The hallway we’re standing in looks a lot like the one inside Rogen Tower. For a terrifying moment, I think we’re still inside the penthouse. That Daniel has somehow tricked us. Then, just as quickly the thought disappears. This hallway is too used, too dingy to be any part of the tower. The burgundy carpet at my feet is thinner than anything Titus owns and stained in several places. The walls are scuffed, and the smell of sweat and soap mingle in the stuffy air.
“Where are we?” I ask, wrinkling my nose.
“Housekeeping level. It’s two floors below Rogen Tower. It connects with the hidden basement. Come on.” Daniel leads us down the hall and I follow, matching his stance and staying close to the wall. Not that it would do us a bit of good if someone comes out of any of these doors. We’re completely exposed and there’s no denying that none of us belong here.
We pass a door marked “Laundry” and the hum of machinery buzzes from within. A pocket of warm air sneaks out from underneath, warming my toes. Daniel stops beside the door and pulls back on an access panel. The sign next to it says “Laundry chute.”
“No,” Linc says.
“What is it?” I ask.
Daniel ignores me in favor of arguing with Linc. “You have a better idea, samurai security man? We have to get out. We can’t use the front door. This is what I’ve got.”

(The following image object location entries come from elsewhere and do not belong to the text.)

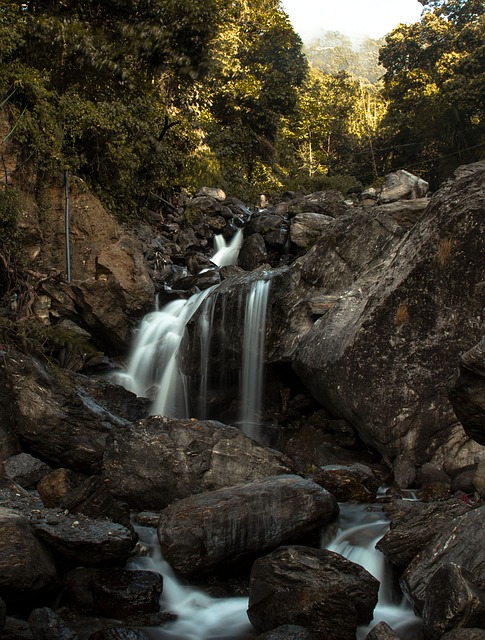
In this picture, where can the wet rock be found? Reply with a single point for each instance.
(330, 203)
(253, 253)
(207, 530)
(25, 564)
(46, 624)
(402, 185)
(464, 634)
(382, 631)
(79, 540)
(451, 601)
(78, 494)
(287, 632)
(118, 633)
(26, 470)
(460, 542)
(307, 228)
(414, 526)
(55, 417)
(316, 588)
(159, 460)
(352, 483)
(468, 392)
(117, 594)
(381, 356)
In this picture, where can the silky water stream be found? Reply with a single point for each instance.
(154, 371)
(202, 617)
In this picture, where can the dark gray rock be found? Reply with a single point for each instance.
(451, 601)
(26, 470)
(382, 631)
(460, 542)
(46, 624)
(209, 529)
(316, 588)
(79, 540)
(25, 564)
(382, 357)
(253, 253)
(160, 460)
(414, 525)
(468, 392)
(287, 632)
(55, 417)
(114, 593)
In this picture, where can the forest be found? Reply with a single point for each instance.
(143, 98)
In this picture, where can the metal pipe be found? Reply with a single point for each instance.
(68, 250)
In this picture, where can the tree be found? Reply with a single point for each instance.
(435, 82)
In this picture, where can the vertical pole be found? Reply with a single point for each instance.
(68, 250)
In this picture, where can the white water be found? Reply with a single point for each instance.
(253, 357)
(360, 529)
(226, 253)
(201, 617)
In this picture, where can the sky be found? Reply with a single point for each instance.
(372, 18)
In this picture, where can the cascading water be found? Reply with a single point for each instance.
(201, 617)
(253, 356)
(154, 368)
(154, 371)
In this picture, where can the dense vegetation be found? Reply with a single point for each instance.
(140, 97)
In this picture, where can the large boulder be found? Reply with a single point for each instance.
(159, 460)
(110, 285)
(315, 588)
(462, 543)
(57, 418)
(468, 392)
(382, 356)
(25, 564)
(210, 529)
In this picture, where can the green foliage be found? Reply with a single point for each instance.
(436, 87)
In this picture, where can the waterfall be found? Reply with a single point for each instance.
(253, 356)
(201, 617)
(360, 528)
(226, 253)
(154, 367)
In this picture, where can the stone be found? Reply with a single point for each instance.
(253, 253)
(460, 542)
(46, 624)
(46, 401)
(287, 632)
(159, 460)
(380, 357)
(468, 392)
(79, 540)
(382, 631)
(114, 593)
(26, 470)
(213, 528)
(451, 601)
(316, 588)
(307, 228)
(402, 185)
(414, 526)
(25, 563)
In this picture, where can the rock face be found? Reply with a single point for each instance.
(205, 531)
(315, 588)
(468, 392)
(160, 460)
(25, 564)
(57, 418)
(461, 543)
(383, 358)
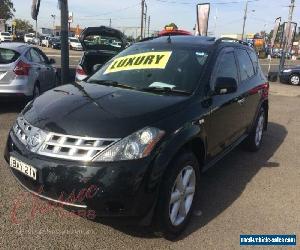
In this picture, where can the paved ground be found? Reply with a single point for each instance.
(246, 193)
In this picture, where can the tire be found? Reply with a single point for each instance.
(36, 91)
(254, 140)
(294, 79)
(170, 216)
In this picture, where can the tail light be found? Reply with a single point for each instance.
(22, 69)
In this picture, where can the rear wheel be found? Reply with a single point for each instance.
(254, 139)
(294, 79)
(178, 195)
(36, 91)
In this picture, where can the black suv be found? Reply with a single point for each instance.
(132, 140)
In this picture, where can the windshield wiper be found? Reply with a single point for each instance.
(111, 83)
(166, 90)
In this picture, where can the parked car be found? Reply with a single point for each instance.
(46, 41)
(25, 71)
(290, 75)
(133, 140)
(98, 49)
(74, 43)
(6, 37)
(29, 37)
(55, 42)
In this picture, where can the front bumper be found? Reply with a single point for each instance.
(119, 189)
(284, 77)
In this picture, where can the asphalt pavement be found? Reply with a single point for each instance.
(246, 193)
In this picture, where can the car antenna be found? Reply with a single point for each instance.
(169, 39)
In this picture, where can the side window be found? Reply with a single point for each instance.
(254, 60)
(245, 64)
(226, 67)
(35, 57)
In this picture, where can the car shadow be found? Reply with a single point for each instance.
(223, 184)
(11, 105)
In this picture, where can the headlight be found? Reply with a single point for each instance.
(136, 146)
(287, 70)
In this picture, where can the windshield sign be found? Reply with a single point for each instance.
(149, 60)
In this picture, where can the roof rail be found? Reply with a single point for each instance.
(228, 39)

“I’m not throwing her down a laundry tube. We have no idea what’s waiting at the bottom,” Linc says.
Daniel quirks a brow. “Uh, laundry?”
Linc scowls.
Despite his snappy words, I can see the fatigue lining Daniel’s eyes. His wounded arm hangs more limply at his side than the other. I can imagine the pain he’s in as my own arm pulses to the beat of my heart.
“Linc,” I say, laying a hand on his arm. “He’s right. There’s no other way.”